Like many in the brewing business, Bares started out as a hobbyist, honing the craft for a few family members and friends on the weekends. Over time, his friends started urging him to take his craft out of the garage and into the open market.
He and his wife, Paula, have decided to oblige. St. Michael’s Brewing Company, a brewery and tap room, is set to begin construction in the coming months. Its website already boasts pictures of cream ales, dark Irish stout and several “coming soon” brews.
Bares said he appreciates the fine-tuning it takes to make a quality draft, a passion shared by Rollins.
Rollins said it takes “someone that is a chemist and a janitor. They have to understand water. If you don’t have the water right, you will never have the beer right.”
But the payoff, they said, is worth it.
“Personally, I think the greatest feeling for me is being able to take the ingredients, the grains and the hops, and make something that tastes wonderful,” Bares said.
It’s not easy
But doing is businesses is never just about the passion. There needs to be capital to back the project.
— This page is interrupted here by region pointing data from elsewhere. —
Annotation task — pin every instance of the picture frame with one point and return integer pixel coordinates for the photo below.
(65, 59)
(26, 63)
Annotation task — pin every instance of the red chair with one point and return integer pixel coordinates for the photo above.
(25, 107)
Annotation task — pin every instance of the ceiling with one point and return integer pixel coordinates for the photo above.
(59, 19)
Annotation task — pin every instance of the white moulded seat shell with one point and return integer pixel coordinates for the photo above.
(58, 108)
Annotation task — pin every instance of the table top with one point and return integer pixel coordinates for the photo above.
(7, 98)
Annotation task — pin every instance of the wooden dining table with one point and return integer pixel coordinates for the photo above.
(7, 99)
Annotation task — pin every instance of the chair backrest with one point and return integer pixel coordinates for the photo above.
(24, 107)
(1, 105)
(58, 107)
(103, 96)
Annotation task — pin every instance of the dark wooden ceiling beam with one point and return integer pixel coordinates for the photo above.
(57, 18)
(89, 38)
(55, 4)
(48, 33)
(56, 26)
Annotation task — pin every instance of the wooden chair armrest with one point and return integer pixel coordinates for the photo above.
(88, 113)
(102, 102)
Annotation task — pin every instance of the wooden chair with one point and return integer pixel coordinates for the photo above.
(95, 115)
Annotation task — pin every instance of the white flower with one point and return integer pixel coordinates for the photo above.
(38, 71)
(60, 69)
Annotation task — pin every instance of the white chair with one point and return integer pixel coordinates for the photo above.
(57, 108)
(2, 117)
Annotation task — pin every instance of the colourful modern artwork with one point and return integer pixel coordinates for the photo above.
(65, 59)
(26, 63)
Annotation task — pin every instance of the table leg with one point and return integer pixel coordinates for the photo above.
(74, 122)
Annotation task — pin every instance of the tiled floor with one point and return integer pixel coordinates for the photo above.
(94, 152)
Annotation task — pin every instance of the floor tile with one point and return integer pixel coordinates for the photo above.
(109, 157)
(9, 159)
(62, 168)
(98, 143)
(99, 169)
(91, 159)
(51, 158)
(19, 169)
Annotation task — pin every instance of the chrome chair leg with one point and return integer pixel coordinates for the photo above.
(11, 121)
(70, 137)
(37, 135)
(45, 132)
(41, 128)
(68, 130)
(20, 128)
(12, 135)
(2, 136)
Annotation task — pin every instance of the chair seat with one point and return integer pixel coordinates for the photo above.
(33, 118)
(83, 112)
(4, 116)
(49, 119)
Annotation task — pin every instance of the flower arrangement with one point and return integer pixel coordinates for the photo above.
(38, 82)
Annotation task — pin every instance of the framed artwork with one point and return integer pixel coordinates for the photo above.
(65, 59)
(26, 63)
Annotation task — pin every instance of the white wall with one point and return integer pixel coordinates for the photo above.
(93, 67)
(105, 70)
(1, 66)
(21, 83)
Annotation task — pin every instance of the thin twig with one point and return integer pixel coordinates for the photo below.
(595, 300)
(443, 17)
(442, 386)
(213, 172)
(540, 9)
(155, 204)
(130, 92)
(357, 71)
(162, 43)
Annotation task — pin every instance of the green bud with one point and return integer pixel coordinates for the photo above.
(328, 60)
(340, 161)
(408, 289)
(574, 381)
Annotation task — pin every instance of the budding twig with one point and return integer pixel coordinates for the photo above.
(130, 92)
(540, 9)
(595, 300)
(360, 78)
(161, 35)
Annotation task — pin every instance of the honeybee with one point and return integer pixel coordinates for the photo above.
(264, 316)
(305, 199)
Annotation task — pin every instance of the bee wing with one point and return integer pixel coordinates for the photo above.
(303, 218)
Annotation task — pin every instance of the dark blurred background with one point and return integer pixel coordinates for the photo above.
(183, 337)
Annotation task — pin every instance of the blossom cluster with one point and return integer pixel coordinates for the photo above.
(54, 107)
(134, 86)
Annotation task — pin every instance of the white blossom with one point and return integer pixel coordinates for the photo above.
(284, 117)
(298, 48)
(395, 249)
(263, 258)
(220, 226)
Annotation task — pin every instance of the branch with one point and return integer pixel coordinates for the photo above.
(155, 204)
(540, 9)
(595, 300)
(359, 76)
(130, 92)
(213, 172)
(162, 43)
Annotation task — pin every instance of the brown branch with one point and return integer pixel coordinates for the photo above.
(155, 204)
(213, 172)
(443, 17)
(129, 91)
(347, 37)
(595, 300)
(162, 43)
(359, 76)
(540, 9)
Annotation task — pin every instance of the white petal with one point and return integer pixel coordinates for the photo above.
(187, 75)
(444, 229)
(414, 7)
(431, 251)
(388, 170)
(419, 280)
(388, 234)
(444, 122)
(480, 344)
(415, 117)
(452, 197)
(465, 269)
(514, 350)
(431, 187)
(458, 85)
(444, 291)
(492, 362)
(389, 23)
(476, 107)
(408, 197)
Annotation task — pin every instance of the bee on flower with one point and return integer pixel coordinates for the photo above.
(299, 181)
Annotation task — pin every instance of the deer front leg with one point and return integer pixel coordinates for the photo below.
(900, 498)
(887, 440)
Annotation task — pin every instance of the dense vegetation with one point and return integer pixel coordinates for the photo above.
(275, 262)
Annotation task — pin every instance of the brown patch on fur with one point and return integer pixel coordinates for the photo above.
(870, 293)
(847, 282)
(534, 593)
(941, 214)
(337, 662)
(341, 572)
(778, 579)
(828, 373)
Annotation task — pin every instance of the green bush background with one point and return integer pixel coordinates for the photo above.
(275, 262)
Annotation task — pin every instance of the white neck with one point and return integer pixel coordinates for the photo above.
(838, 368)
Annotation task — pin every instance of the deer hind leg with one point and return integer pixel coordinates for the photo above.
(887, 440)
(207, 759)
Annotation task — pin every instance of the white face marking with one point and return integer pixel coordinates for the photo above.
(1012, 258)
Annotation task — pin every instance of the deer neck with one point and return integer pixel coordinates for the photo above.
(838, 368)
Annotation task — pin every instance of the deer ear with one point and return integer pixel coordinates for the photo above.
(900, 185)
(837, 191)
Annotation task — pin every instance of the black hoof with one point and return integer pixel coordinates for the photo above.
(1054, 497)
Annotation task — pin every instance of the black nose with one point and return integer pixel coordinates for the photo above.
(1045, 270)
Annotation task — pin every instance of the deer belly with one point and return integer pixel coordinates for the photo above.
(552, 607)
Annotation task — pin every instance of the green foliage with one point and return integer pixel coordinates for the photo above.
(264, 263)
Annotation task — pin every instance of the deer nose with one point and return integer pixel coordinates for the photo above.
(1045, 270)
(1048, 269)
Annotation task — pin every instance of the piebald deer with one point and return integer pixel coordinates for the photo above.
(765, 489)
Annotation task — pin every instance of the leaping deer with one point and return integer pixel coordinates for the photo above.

Rollins said beer making is often a more expensive endeavor than folks realize.
Bares, who has invested his retirement savings into making his business a reality, ran into difficulties quickly. He said the lack of existing commercial buildings in Navarre ready for purchase left them having to buy vacant property and construct the building themselves.
“The budget has increased significantly. We started believing it would cost $120,000. Now it is more than $1 million,” he said. “We didn’t realize how expensive it was really going to be.”
The business will be requesting an exception to the county’s Heart of Navarre zoning code to allow for metal siding on the structure. Bares said that exception request is solely for the sake of saving on construction costs.
Kee said the cost of equipment can also be a huge expense. Bares agreed.
“We could spend nearly a half million on equipment alone,” he said.
But Bares is getting some help. Rollins said he has offered a hand to the up-and-coming business.
Speaking of small brewery owners as more a brotherhood than a competitive marketplace, Kee points out that the breweries often compare notes. They share ingredients. They work together to perfect the craft.
“It is a very giving and sharing culture,” he said.
Rollins said he welcomes more brewing culture to come to Navarre.
“If we have two breweries, that is just more reason for folks who like beer to come here,” Rollins said of St. Michael’s. “Our competition is not the other breweries. Our competition is the big guys with the lobby money trying to put us out of business.”